23506263The Walsingham Woman by Jan Westcott tells the story of Queen Elizabeth’s Secretary and spymaster, Sir Francis Walsingham’s daughter, the beautiful Frances from childhood to the eve of her third marriage.

As the daughter of Walsingham, Frances was born with beauty and brains and into relative privilege. Given a sound education, she never wanted for much. Nonetheless, like all women of that period, any status she accrued came through the men she was associated with – from her father to her husbands. After being rescued from a romantic near-disaster by the rakish Irishman, Rickard de Burgh, Frances is married while still in her teens to the darling of the queen and court, Sir Philip Sidney. Frances’ star is on the rise.

But death follows in triumph’s wake and Frances and her fledgling family are forced to not only bury two people dear to them, but also work out how to pay the massive debts that have been accrued in these people’s names. Understanding her beauty is her greatest resource, Frances sets out to catch the man considered the greatest matrimonial prize in the kingdom using her considerable nous to do so. Only, this man has also caught the eye and heart of the queen, and no-one, not even Mister Secretaries beautiful daughter, dare come between the queen and her chosen courtiers… or does she? After all, what has she got to lose?
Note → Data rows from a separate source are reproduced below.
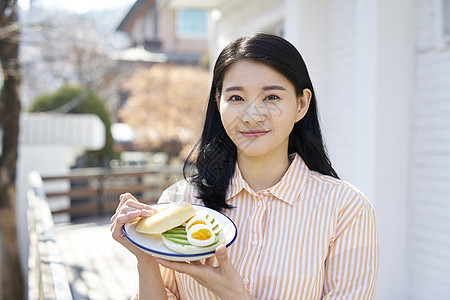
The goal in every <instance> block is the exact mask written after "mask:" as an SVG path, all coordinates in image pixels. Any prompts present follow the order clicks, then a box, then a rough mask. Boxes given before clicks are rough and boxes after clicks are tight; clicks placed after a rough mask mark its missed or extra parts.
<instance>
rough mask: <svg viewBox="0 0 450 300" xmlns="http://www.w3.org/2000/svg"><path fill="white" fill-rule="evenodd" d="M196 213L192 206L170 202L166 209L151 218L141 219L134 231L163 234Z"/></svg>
mask: <svg viewBox="0 0 450 300" xmlns="http://www.w3.org/2000/svg"><path fill="white" fill-rule="evenodd" d="M195 213H196V210H195V208H194V206H192V205H191V204H190V203H188V202H185V201H179V202H172V203H170V204H169V206H168V207H167V208H166V209H163V210H160V211H158V212H157V213H156V214H154V215H153V216H151V217H148V218H141V219H140V220H139V221H138V222H137V224H136V231H137V232H140V233H146V234H158V233H163V232H164V231H166V230H169V229H172V228H174V227H176V226H179V225H181V224H182V223H184V222H185V221H186V220H188V219H189V218H192V217H193V216H194V215H195Z"/></svg>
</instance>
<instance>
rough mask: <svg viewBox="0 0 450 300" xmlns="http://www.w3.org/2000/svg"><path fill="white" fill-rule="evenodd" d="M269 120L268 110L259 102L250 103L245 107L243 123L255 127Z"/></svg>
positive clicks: (255, 100)
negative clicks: (268, 118)
mask: <svg viewBox="0 0 450 300" xmlns="http://www.w3.org/2000/svg"><path fill="white" fill-rule="evenodd" d="M266 118H267V108H266V107H265V105H264V103H259V102H258V101H257V100H255V101H251V102H249V104H248V105H247V106H246V107H245V110H244V117H243V121H244V122H245V123H247V124H250V125H253V124H258V123H261V122H263V121H264V120H265V119H266Z"/></svg>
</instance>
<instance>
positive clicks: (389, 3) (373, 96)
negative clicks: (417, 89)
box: [286, 0, 414, 300]
mask: <svg viewBox="0 0 450 300" xmlns="http://www.w3.org/2000/svg"><path fill="white" fill-rule="evenodd" d="M286 3H287V5H289V4H290V3H292V4H293V5H291V6H289V8H288V9H286V19H287V20H290V19H291V20H292V19H295V18H300V19H295V20H293V21H292V22H286V25H290V26H297V30H293V29H292V28H287V29H286V32H287V33H288V34H289V35H287V38H288V39H290V40H292V41H295V43H296V44H297V47H298V48H299V50H300V52H301V53H302V55H303V56H304V58H305V61H306V62H307V64H308V67H309V71H310V74H311V77H312V80H313V83H316V82H319V88H318V89H317V90H318V93H317V94H318V101H319V102H321V105H320V109H321V112H322V115H323V125H324V127H323V128H324V132H325V138H326V142H327V146H328V148H329V152H330V156H331V159H332V162H333V163H334V165H335V167H336V169H337V171H338V173H339V174H340V176H341V178H343V179H344V180H348V181H350V182H351V183H353V184H355V185H356V186H357V187H358V188H360V189H361V190H362V191H363V192H364V193H365V194H366V196H367V197H368V198H369V200H370V201H371V202H372V203H373V204H374V206H375V209H376V213H377V220H378V233H379V242H380V275H379V281H378V289H377V299H383V300H384V299H387V300H389V299H396V300H397V299H400V300H401V299H405V300H406V299H409V298H408V291H409V288H408V283H409V282H408V278H409V276H408V265H409V261H408V255H407V254H408V249H407V245H408V174H409V173H408V172H409V157H410V156H409V153H410V148H409V144H410V140H409V137H410V135H409V130H410V105H411V103H410V101H411V97H412V96H413V94H412V90H413V71H414V57H413V49H414V47H413V36H414V35H413V34H414V28H413V27H414V26H413V20H414V19H413V7H414V5H413V2H411V1H409V0H398V1H394V2H392V1H389V0H379V1H369V0H333V1H331V0H322V1H314V2H313V3H311V2H310V1H302V0H300V1H298V0H286ZM295 9H297V11H295ZM324 15H325V17H324ZM322 21H323V23H324V24H325V30H324V29H323V25H322V24H317V23H320V22H322ZM295 34H297V36H295ZM324 49H325V50H324ZM321 80H324V82H323V83H322V82H321Z"/></svg>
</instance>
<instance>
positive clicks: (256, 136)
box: [241, 130, 269, 138]
mask: <svg viewBox="0 0 450 300" xmlns="http://www.w3.org/2000/svg"><path fill="white" fill-rule="evenodd" d="M268 132H269V131H267V130H248V131H241V134H242V135H243V136H245V137H250V138H251V137H259V136H263V135H265V134H267V133H268Z"/></svg>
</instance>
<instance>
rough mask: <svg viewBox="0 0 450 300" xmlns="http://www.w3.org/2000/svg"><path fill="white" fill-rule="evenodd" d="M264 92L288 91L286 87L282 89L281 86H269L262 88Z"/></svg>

Weaving fact and fiction, Westcott does a very good job of portraying the limited choices even someone like Frances Walsingham had as a woman n Elizabethan times. While she rose up the social ladder, it was through the advocacy, wealth and power of the men to whom she was beholden for patronage and more. Though she may have manipulated events, Frances was also at the mercy of the men who regarded her as both promise and threat.

The beginning of the novel is not as strong as the latter half as it tends to jump around. Though I am very familiar with the period and major characters, I managed to become lost in some of the gaps. This sense of disorientation and absences dissipated as the pace picks up in the second half, making the novel hard to put down.

Westcott captures the times really well – from the gender politics, to the threat of war and religious dissent to internal strife and struggles as the once formidable queen ages and her young allies eye her throne with more desire than they do her Majesty’s person.

All the major characters of the period are there, from Elizabeth through to Robert Cecil, the young gallants that surrounded the Earl of Essex (for better and worse), and some of the other important and strong women – all whom were banned from court by the queen. Frances is an engaging character, loyal, manipulative and very much, in many ways, her father’s daughter as, chameleon–like she plays her part in order to guarantee the outcome.

A good read for history buffs and those who enjoy the repatriation of women’s voices and action from our past.